19 septembre 2008

Purée, 11 heures de sommeil et on flâne encore. Enfin surtout moi. Je voudrais être au taquet mais pas moyen. On est en route pour la forêt bavaroise, nous voilà quittant le Berchtesgaden. On a quitté le camping ce matin, il avait un peu plus loin à côté de nous un type et son fils qui ont pris un petit déj' digne d'un hôtel, limite ils faisaient la cuisine. C'est amusant comme on garde une certaine convention du repas. A côté d'eux, nous à peine réveillés et sortis de la tente, buvons quelques gorgées de jus d'orange au goulot, piquons chips et céréales par poignées dans le paquet... On a déplanté la tente posée ici depuis deux jours et plantée bruyamment à la casserole (… on n'apprend pas de nos erreurs).
14 heures. Après un arrêt au mac Do, on va acheter quelques ravitaillements : balisto, barres de céréales, et jus de pomme, miam. Arrivés dans la voiture, je me hâte d'ouvrir le jus de pomme : "bizarre, ça ressemble à une bouteille de vinaigre"... et ça sent le vinaigre. Bordel, je savais bien que le jus c'était Saft, et pas Essig. Rah ça pue, bon tant pis pour le jus de pomme. J'ouvre un paquet de gateaux qui s'avère pas très bon. Heureusement il reste des chips au paprika dont je me suis trouvée un goût très prononcé.
15h15, nous roulons toujours vers l'Est du pays, et nous voilà dans le parc national de la forêt Bavaroise ! Un coup d'essence à Deggendorf et on reprend la route en direction de Zwiesel. Nous commençons un circuit dans de hautes collines. Un sommet dépasse les autres, le Grosser Arber que nous prévoyons de monter en téléphérique. Nous voilà à 1000 mètres, d'où nous avons une superbe vue sur Bodenmais et le massif de l'Arber.

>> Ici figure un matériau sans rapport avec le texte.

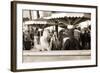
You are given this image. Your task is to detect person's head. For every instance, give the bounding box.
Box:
[68,29,74,37]
[43,29,50,37]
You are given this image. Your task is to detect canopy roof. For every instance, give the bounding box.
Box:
[44,13,91,19]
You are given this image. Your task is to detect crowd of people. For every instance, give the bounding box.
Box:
[23,26,91,51]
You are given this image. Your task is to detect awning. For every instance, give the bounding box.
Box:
[44,13,91,19]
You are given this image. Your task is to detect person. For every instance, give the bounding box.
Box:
[81,28,91,49]
[40,29,51,51]
[23,31,31,50]
[63,29,80,50]
[74,28,80,41]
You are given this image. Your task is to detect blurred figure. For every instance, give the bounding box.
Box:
[81,28,91,49]
[23,31,31,50]
[74,28,81,42]
[50,31,60,50]
[63,29,80,50]
[40,29,51,51]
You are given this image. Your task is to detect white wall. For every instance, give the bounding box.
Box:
[0,0,100,73]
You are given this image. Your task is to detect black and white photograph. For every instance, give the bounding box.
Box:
[11,1,97,71]
[22,10,91,62]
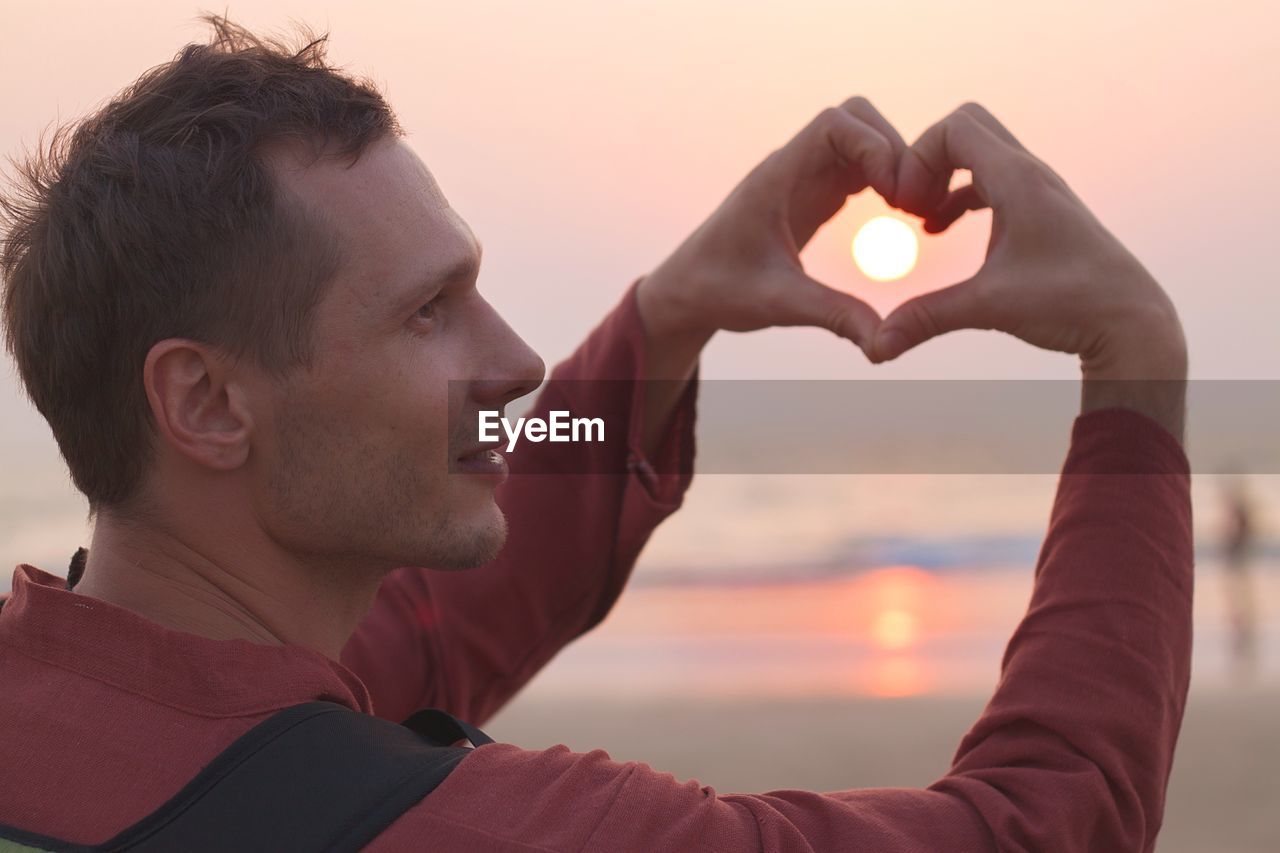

Plus loin sur la route, un bon coup de frein fait tomber des objets qui étaient sur la plage arrière... dont le vinaigre... qui s'ouvre et se déverse par terre. Cette odeur immonde ! Faudra qu'on achète un désodorisant avant d'entrer en République Tchèque, où on ne pourra rien acheter puisqu'on y passe en coup de vent. On s'arrête à un site de randonnée où je vais prendre quelques photos de la vue pendant que Seb savonne le sol à coup d'éponge et de liquide vaisselle... Dans le même genre que le plantage à la casserole, ça marche moyennement. Rien n'y fait, ça pue. On se dirige vers Zwiesel, où on trouve un camping à une vingtaine de kilomètres de la frontière Tchèque. « Réception fermée à 18 heures. » Nous nous dirigeons vers l'emplacement des tentes, où nous trouvons deux mini camping-cars, mais pas de tente. On sera les seuls, encore une fois. On se met au plus proche des sanitaires, sur un bout de terrain où l'herbe est bien verte... et le sol bien mou. C'est après s'être enlisés que l'on se retourne et découvre le terrain derrière nous : des petites pancartes, avec des prises pour l'électricité, des numéros pour les emplacements, et une pelouse bien tondue. Comme des emplacements quoi. On sort et on pousse la voiture de toutes nos forces, impossible, on est trop enfoncés, rien n'y fait. Un couple sort de son camping-car et s'approche de nous en souriant. « Helfen ? Aider ? » Jajaja. Elle et son mari s'approchent et nous aident à nous tirer de là. Ouf, on serait restés bien cons sans eux. Le camping est vraiment chouette, on va être bien ici... Sur le sol dur, là, en face. C'est ici que nous avons réitéré l'expérience du plantage de tente à la casserole fourrée aux chaussettes (et sommes accessoirement passés pour des boulets finis auprès du couple sans nul doute). Infaillible.